Phishing Awareness: Train employees to recognize and report phishing attempts, which are common vectors for cyber-attacks.

Incident response training: Develop and drill incident response plans to ensure quick and effective action in the event of an incident.

Data handling & privacy: Educate staff on best practices for handling sensitive data and complying with data protection regulations

Third-party risks: Train employees to assess and manage risks associated with third-party vendors and partners.

If you do not have internal guidance, the government provides well-drawn-out guidelines on cybersecurity for businesses. These guidelines are widely adopted by government agencies and larger companies.

Here are some of the main ones if your IT team does not cover security: U.S. Cybersecurity and Infrastructure Security Agency (CISA), Information Sharing and Analysis Centers (ISACs), Professional Cybersecurity Organizations like ISACA and ISC2 and the National Institute of Standards and Technology (NIST). As of last month, NIST has released the ‘Risk Management Framework (RMF) Small Enterprise Quick Start Guide,’ which I highly recommend for small businesses seeking a comprehensive, flexible, risk-based approach to managing information security and privacy risk.

When choosing software or a third-party vendor, make sure to include the IT team so they can help assess IT risks. Here is a third-party risk management life cycle that you can screenshot. While it is not an official version, as those are more detailed, this is a good starting point.

Issues can arise when you do not manage this effectively. For example, employees might use services like Dropbox or bring in vendors to discuss software without IT assessing how it will integrate with existing systems. I have had instances where an employee created a Google Drive or Dropbox account, then left the company, and nobody could access the account because nobody had the password.

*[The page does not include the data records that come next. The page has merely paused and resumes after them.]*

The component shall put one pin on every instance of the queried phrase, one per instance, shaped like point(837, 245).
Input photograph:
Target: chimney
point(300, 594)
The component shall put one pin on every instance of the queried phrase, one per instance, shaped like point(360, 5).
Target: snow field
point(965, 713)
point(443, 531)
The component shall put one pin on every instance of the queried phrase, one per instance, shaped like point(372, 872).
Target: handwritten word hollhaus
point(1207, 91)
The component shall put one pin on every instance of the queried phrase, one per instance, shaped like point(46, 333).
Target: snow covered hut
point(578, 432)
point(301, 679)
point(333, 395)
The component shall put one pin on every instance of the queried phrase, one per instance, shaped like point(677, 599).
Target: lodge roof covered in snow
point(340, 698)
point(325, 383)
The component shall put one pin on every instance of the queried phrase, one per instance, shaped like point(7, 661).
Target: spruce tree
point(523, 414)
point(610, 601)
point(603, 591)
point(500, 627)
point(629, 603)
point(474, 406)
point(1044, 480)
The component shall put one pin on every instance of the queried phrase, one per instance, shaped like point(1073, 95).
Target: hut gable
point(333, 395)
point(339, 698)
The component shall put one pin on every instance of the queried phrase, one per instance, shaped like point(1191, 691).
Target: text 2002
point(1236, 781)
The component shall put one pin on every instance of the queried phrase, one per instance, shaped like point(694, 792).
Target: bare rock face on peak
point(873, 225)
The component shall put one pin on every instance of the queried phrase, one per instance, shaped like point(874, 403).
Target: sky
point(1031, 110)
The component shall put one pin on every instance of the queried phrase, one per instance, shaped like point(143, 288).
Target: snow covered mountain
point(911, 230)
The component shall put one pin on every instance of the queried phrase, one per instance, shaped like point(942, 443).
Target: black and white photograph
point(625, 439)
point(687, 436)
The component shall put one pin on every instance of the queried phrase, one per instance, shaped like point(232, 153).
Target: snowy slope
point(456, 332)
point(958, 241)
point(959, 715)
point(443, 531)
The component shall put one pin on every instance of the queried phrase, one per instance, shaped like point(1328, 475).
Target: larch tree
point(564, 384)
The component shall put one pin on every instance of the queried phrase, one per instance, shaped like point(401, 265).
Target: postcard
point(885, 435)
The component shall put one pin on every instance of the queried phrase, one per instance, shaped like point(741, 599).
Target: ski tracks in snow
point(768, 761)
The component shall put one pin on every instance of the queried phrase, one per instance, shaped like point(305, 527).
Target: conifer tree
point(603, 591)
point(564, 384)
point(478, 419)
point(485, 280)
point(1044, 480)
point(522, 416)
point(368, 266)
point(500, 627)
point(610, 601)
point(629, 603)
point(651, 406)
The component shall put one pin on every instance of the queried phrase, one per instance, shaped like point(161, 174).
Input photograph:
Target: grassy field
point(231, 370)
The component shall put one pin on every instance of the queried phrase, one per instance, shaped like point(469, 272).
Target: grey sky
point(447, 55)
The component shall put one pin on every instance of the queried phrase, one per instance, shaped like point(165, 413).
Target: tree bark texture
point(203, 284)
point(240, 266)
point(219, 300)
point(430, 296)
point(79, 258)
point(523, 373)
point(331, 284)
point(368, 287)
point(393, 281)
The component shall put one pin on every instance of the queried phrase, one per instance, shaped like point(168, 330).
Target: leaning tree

This also becomes a problem as you continue to move towards AI. AI quality depends on the data it receives, so the experience you get is influenced by the data you input. The more tools you have scattered across different platforms, the more you will need to integrate them with add-ons, increasing security vulnerabilities. Therefore, it is crucial to get a handle on it.

Outlook

This article should provide a good basis for raising awareness on good cyber security strategies and the importance of protecting your supply chain. In the second part of the series, I will focus on employees. The article will teach employees how to be more vigilant when working with computers and “all of the things”.

In part 3 of this article series, we will discuss essential policies and procedures, such as business continuity plans and backup plans, that you need to establish and review annually.